POLITIQUE

Roméo Saganash s'excuse d'avoir plagié des portions de sa lettre d'opinion

La lettre avait été publiée dans le «Globe and Mail» et «Le Devoir»

05/07/2017 06:08 EDT | Actualisé 05/07/2017 06:08 EDT
Blair Gable / Reuters

Le porte-parole néo-démocrate en matière d'affaires autochtones, Roméo Saganash, s'est excusé, mardi, d'avoir plagié des portions d'autres déclarations dans une récente lettre d'opinion publiée dans les médias concernant le 150e anniversaire de la fédération canadienne.

La lettre a été publiée le jour de la fête du Canada dans le «Globe and Mail» sous le titre en anglais «150 years of cultural genocide: Today, like all days, is an insult», ainsi que dans «Le Devoir», sous le titre «Remuer le fer dans la plaie».

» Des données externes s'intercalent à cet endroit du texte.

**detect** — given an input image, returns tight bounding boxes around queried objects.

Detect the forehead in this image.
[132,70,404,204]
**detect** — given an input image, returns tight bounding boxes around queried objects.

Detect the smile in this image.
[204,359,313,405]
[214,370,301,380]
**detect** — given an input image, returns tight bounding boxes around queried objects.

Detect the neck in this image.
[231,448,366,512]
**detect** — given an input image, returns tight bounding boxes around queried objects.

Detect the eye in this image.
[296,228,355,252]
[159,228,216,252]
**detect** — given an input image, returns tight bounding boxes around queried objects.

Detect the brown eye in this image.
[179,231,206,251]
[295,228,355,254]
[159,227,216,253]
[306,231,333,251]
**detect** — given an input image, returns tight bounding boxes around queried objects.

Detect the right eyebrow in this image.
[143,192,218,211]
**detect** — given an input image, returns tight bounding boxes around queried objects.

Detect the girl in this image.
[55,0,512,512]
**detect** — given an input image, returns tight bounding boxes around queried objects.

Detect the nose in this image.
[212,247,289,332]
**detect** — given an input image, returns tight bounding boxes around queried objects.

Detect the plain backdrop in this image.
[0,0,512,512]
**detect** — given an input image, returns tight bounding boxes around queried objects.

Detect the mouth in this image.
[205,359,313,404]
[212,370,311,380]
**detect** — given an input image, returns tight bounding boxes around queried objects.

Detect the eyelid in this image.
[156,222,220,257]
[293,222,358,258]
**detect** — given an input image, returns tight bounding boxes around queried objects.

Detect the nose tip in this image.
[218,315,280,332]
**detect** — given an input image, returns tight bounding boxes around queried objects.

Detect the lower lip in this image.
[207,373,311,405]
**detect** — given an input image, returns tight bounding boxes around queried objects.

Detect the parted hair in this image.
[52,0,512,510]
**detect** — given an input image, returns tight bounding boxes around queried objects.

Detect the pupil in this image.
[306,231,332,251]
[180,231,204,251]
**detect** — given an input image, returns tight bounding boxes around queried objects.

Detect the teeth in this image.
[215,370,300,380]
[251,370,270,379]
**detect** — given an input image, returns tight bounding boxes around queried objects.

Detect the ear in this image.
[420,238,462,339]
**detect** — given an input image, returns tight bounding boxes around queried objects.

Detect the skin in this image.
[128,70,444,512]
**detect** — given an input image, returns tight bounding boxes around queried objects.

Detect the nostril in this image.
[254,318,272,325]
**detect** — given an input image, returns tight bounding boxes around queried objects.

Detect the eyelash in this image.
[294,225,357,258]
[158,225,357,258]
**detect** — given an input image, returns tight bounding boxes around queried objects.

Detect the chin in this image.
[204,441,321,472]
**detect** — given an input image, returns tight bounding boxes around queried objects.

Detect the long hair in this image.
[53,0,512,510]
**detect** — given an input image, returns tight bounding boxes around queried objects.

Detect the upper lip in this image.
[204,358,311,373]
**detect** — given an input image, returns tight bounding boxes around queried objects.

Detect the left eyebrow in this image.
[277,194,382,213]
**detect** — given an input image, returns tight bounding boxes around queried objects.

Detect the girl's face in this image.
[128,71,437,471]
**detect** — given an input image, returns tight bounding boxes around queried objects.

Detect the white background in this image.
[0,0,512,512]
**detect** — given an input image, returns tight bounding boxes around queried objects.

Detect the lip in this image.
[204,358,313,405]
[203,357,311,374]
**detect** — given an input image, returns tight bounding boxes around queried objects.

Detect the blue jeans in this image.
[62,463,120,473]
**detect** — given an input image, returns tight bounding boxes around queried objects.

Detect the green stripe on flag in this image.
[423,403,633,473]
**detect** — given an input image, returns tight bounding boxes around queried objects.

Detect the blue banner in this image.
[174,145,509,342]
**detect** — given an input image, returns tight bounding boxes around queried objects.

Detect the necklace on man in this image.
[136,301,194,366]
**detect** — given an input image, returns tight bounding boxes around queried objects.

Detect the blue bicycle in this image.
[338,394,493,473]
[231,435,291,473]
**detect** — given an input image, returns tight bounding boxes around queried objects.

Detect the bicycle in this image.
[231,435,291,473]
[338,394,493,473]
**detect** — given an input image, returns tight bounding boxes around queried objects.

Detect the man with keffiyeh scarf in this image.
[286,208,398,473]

Dans ce texte, M. Saganash — un survivant des pensionnats autochtones — expose les raisons pour lesquelles il n'a pas le coeur à la fête pour les célébrations du 150e.

Par communiqué, le député fédéral d'Abitibi–Baie-James–Nunavik–Eeyou a dit mardi avoir commis une erreur en ne donnant pas le «mérite approprié» à des personnes ayant exprimé des idées qui se trouvaient dans son texte.

M. Saganash a affirmé mardi assumer l'«entière responsabilité de cette omission».

Le député fédéral a soutenu qu'il y a une importante leçon à tirer de cette affaire, soit que chacun devrait faire tous les efforts possibles pour s'assurer de donner «la pleine reconnaissance à ceux et celles qui nous fournissent des idées».

«Pendant trop longtemps, les Autochtones ont été privés de voix, et par conséquent j'offre mes excuses aux auteurs pour avoir failli à leur donner le mérite auquel ils avaient droit», a-t-il déclaré.

Dans une note de l'éditeur publiée à la fin de la lettre d'opinion, mardi, le «Globe and Mail» indique qu'une version antérieure du texte n'attribuait pas correctement des écrits à deux auteurs.

Le journal mentionne que la version antérieure incluait en grande partie une citation de l'étudiante et organisatrice communautaire Erica Violet Lee sans attribution, en reprenant cette déclaration en anglais dans la note de l'éditeur.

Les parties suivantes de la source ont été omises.